‘Drop The Plus’ Social Media Campaign Gunning To End Body Divisions In Fashion


“Sexy is a state of mind, not a dress size.”

These are the words tweeted by Australian-Italian model Stefania Ferrario.

A recent movement has started online, petitioning the fashion and advertising industries to “drop the plus”. As in, stop calling certain women plus size, just call them models, women, humans, anything BUT plus size.

There are many who argue the plus size, straight size and petite labels are just industry categorizations and don’t do any harm to women, but we believe that is somewhat of an ignorant statement.

A group of models and advocates are trying to enlighten the industry by telling them when you categorize a woman based on her body shape and size, especially if it is in a division that has typically been seen as something “other” or outside the narrow norms of beauty, there is a burden to want to change who they are, rather than embrace it.

Stefania Ferrario, a Melbourne-based model who is also the face of Dita Von Teese’s lingerie line, is the leading voice in this social media campaign which is quickly going viral. In fact the speed at which this movement has gained momentum is a testament to how many everyday women possibly feel the same but may not have had the elevated platform to speak in such volumes as say high profile models.

Joining Stefania is former Australian ‘Biggest Loser’ host Ajay Rochester who has faced much criticism over the years for her weight gain and loss. Ajay is an outspoken advocate against body shaming and wants the industry to know that women should not be divided by body type – we are ALL women.


Stefania and co. believe the plus size “othering” of women’s bodies is a slippery slope because the average size of American women today is a size 14.

“Unfortunately in the modelling industry in the US if you are above a size 4 you are considered plus size, so I am often labeled ‘plus size’. I do NOT find this empowering…Ajay Rochester called the industry to task for its use of the term ‘plus size by making the point that it is harmful to call a model ‘plus’ and damage the minds of young girls. I agree with her. Let’s have models of ALL shapes, sizes, ethnicities and drop the misleading labels.
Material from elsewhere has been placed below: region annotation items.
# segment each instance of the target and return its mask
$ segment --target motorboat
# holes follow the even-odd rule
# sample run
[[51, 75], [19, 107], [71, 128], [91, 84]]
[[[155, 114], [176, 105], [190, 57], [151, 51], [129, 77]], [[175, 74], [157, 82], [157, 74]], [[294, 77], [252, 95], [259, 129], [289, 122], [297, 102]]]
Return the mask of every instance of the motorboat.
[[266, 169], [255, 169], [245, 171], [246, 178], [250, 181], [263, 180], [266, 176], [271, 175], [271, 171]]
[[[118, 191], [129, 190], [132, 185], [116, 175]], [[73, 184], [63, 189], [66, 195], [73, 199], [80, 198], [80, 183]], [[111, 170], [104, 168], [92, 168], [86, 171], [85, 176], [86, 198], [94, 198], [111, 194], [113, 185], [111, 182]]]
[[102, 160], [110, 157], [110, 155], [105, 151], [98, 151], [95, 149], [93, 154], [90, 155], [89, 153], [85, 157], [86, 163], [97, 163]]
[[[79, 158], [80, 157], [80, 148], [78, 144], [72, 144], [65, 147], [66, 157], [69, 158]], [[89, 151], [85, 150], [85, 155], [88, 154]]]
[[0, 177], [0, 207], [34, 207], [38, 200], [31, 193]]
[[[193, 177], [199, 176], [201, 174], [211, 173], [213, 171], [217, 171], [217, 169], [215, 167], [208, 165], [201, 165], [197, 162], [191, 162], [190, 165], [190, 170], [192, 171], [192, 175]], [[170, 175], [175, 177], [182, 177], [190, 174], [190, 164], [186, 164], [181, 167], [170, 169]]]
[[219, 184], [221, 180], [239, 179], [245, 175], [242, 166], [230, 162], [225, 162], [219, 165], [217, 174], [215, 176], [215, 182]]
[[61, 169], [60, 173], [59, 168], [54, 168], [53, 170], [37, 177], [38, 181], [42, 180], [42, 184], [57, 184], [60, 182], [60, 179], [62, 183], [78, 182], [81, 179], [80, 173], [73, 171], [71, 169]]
I’m NOT proud to be ‘plus’…”

That is the caption that accompanied Stefania’s photo below which she posted on Instagram.


Another Australian model who disagrees with Stefania and Ajay’s implications of the ‘plus size’ term is Laura Wells, who was featured in the activewear brand Upside’s latest campaign.

She claims the visibility of healthy women being labeled isn’t a bad thing, in fact it reverses the stigma attached to the term and shows that it is more normal than what the industry has made out.

There are always going to be opposing views, but as .Mic’s Marcie Bianco points out, “at the end of the day, those advocating #DropThePlus and those in favor of keeping it both want the same thing: body acceptance for all sizes.”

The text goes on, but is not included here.